Before using the MCP Server, you need to obtain the Alibaba Cloud AccessKeyId and AccessKeySecret. Please refer to Alibaba Cloud AccessKey Management.

Installation Using pip

⚠️ Requires Python 3.10 or later.

You can install it directly using pip. The installation command is as follows:

bash pip install mcp-server-aliyun-observability

1. After installation, you can run it directly. The run command is as follows:

bash python -m mcp_server_aliyun_observability --transport sse --access-key-id --access-key-secret

You can pass specific parameters via the command line: - --transport specifies the transport method, which can be sse or stdio. The default value is stdio. - --access-key-id specifies the Alibaba Cloud AccessKeyId. If not specified, it will use the ALIBABA_CLOUD_ACCESS_KEY_ID environment variable. - --access-key-secret specifies the Alibaba Cloud AccessKeySecret. If not specified, it will use the ALIBABA_CLOUD_ACCESS_KEY_SECRET environment variable. - --log-level specifies the log level, which can be DEBUG, INFO, WARNING, or ERROR. The default value is INFO. - --transport-port specifies the transport port. The default value is 8000, and it is only effective when --transport is set to sse.

1. Start using the uv command

bash uv run mcp-server-aliyun-observability

Installation from Source Code

bash

git clone [email protected]:aliyun/alibabacloud-observability-mcp-server.git

Enter the source code directory

cd alibabacloud-observability-mcp-server

Install

pip install -e .

Run

python -m mcp_server_aliyun_observability --transport sse --access-key-id --access-key-secret

AI Tool Integration

Example using the SSE startup method, with the transport port set to 8888. Adjust according to your actual usage.

Integration with Cursor, Cline, etc.

1. Using the SSE startup method json { "mcpServers": { "alibaba_cloud_observability": { "url": "http://localhost:7897/sse" } } }

2. Using the stdio startup method Start directly from the source code directory, note:

3. You need to specify the --directory parameter to indicate the source code directory, preferably using an absolute path.
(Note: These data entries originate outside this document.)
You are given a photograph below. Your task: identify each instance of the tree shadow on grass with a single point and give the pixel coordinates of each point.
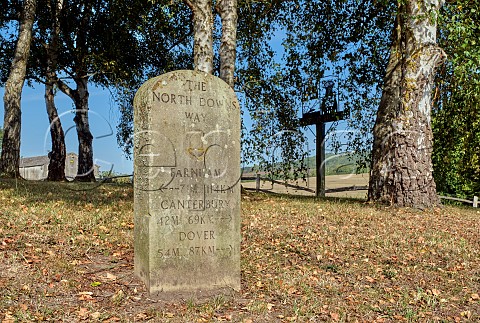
(76, 193)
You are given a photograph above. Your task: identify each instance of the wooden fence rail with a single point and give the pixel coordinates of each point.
(258, 180)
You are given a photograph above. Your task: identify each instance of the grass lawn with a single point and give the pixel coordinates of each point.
(67, 255)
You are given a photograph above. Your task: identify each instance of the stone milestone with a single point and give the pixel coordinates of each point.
(187, 185)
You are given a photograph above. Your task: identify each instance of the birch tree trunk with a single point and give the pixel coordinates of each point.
(10, 157)
(227, 9)
(56, 167)
(85, 171)
(401, 172)
(203, 34)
4. It is best to use an absolute path for the uv command. If using a virtual environment, use the absolute path of the virtual environment. json { "mcpServers": { "alibaba_cloud_observability": { "command": "uv", "args": [ "--directory", "/path/to/your/alibabacloud-observability-mcp-server", "run", "mcp-server-aliyun-observability" ], "env": { "ALIBABA_CLOUD_ACCESS_KEY_ID": "", "ALIBABA_CLOUD_ACCESS_KEY_SECRET": "" } } } }

5. Using the stdio startup method - starting from a module json { "mcpServers": { "alibaba_cloud_observability": { "command": "uv", "args": [ "run", "mcp-server-aliyun-observability" ], "env": { "ALIBABA_CLOUD_ACCESS_KEY_ID": "", "ALIBABA_CLOUD_ACCESS_KEY_SECRET": "" } } } }

Cherry Studio Integration

Cursor Integration

ChatWise Integration

Sure, here is the translation of the provided Chinese technical document into English, while strictly maintaining the code blocks, links, and format structure:

If you have the actual content of the document, please provide it, and I will translate it accordingly. The images are retained as they are.